A autoridade, desde a família até ao Estado, tem três funções: comandar, prover e aconselhar. O
poder não é propriedade nem direito do governante, é antes de mais uma função ou serviço, por
isso deve ser exercido com zelo e evitar vícios como a cupidez (autoridade como comando). O
governante deve prever as necessidades dos súbditos e prover a sua satisfação, sabendo discernir
o que é bom para o povo e evitar males como a corrupção e a luxúria (autoridade como
providência). Em fim, o governante é um conselheiro fraterno dos seus irmãos súbditos. Assim,
governar é exercer a caridade; mandar é servir (autoridade como conselho).
É assim que o poder dos governantes é absoluto e a obediência dos súbditos é um dever, sendo
que só se pode desobedecer a leis injustas, as que contrariam a lei de Deus. Aliás, esta é uma das
consequências da concepção de origem divina do poder.

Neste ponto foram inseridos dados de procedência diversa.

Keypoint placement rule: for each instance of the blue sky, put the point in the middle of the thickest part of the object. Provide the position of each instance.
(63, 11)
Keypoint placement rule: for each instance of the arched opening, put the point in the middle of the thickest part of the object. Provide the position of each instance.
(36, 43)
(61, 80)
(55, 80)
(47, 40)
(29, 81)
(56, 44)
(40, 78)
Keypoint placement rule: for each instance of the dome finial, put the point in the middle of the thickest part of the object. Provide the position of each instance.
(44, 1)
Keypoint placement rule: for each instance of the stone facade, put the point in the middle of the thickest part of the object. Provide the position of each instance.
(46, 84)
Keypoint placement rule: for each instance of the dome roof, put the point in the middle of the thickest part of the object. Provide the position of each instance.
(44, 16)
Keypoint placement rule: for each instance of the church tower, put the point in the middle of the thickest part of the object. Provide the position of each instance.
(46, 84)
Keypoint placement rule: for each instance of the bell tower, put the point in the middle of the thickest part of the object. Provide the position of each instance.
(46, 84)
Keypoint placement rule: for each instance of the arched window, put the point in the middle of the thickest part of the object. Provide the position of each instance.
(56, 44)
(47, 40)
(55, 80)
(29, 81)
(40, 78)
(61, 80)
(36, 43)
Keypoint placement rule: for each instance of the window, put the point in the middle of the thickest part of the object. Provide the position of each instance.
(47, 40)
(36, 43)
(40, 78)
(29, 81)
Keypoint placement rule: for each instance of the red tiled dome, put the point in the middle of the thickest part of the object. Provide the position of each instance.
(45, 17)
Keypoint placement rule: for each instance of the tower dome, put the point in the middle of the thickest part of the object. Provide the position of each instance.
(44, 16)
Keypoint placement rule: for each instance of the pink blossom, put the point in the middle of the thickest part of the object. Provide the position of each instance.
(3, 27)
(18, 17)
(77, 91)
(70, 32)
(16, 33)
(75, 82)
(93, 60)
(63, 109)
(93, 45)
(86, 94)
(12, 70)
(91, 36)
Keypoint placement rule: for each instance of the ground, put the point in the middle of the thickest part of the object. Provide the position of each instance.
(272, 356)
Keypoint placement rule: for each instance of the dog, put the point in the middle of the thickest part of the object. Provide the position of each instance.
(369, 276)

Relação entre Igreja e Estado
Santo Agostinho, embora defendendo, como São Paulo e outros, a origem divina de todo o poder,
distingue o poder temporal ou civil do poder espiritual ou eclesiástico. Amaral advoga que o
Bispo de Hipona é a favor de uma independência entre estes dois poderes. Entretanto, alguns
seguidores de Santo Agostinho inventaram o «agostianismo político», segundo o qual há
supremacia da Igreja sobre o Estado. Dois factores concorreram para isso: 1) a defesa de Santo
Agostinho da intervenção do Estado contra as seitas heréticas para puni-las, subordinando, assim,
o Estado à Igreja; 2) a concepção da Cidade Celeste como superior à Cidade Terrena, porquanto
esta última ergue a cabeça enquanto a primeira tem a sua glória em Deus.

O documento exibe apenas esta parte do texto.